It's been a hard couple of days. I am working this weekend and was inundated with duties and responsibilities yesterday, and could not write about what I wanted to write about yesterday. After reading today's sections, I decided to go back and write about yesterday's. Most of the topics raised in today's reading, I have discussed with the reading of Matthew.
In yesterday's reading, Mark 9:17-24, there is a man who asks Jesus to remove a stubborn demon from his child. He asked, if it is possible, please do it. Jesus' response was that anything is possible if a person believes. The father then replied to Jesus, "I do believe, but help me not to doubt."

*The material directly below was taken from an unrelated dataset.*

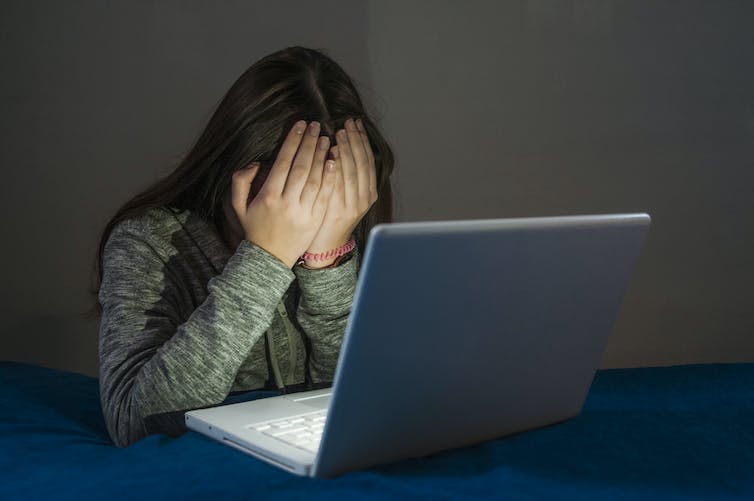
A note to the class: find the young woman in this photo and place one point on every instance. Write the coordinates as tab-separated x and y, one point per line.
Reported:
237	270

I think it is this struggle which tends to paralyze me. I try to continually renew my faith in Jesus, God, and the entire Christian discipline, but I suffer doubts, which lead me astray. In the assessment of deconstructionist thought to the Bible, I wonder how much of it is not divinely inspired, if any, and if so, how much of its relevancy can be re-interpreted based on cultural evolution. And depending on the degree of re-interpretation, how far away from the original, divinely inspired intent, are we progressing? Does Christian doctrine lose relevancy if the cultural norms to which verbiage was applied at the time no longer exist? Is epilepsy still a "demon" or is epilepsy now "epilepsy" and we have lost power over it?
When the intellectual pursuits of life crowd in, doubts crowd in. It's not that I don't believe. I do believe. But I find that I must seek to renew my faith, even in the setting of not losing my belief. Its the process of doubt that causes my faith to lose vibrancy. And so, I often ask God the same thing. I believe, but help me not to doubt. Help my faith to grow.
I have no deconstructionist or legalist viewpoint on this section. This section spoke to me personally, in the setting of the interplay between belief and doubt, and asking God for help with doubt. It's a position I find myself in most minutes of the day, constantly asking for help not to doubt.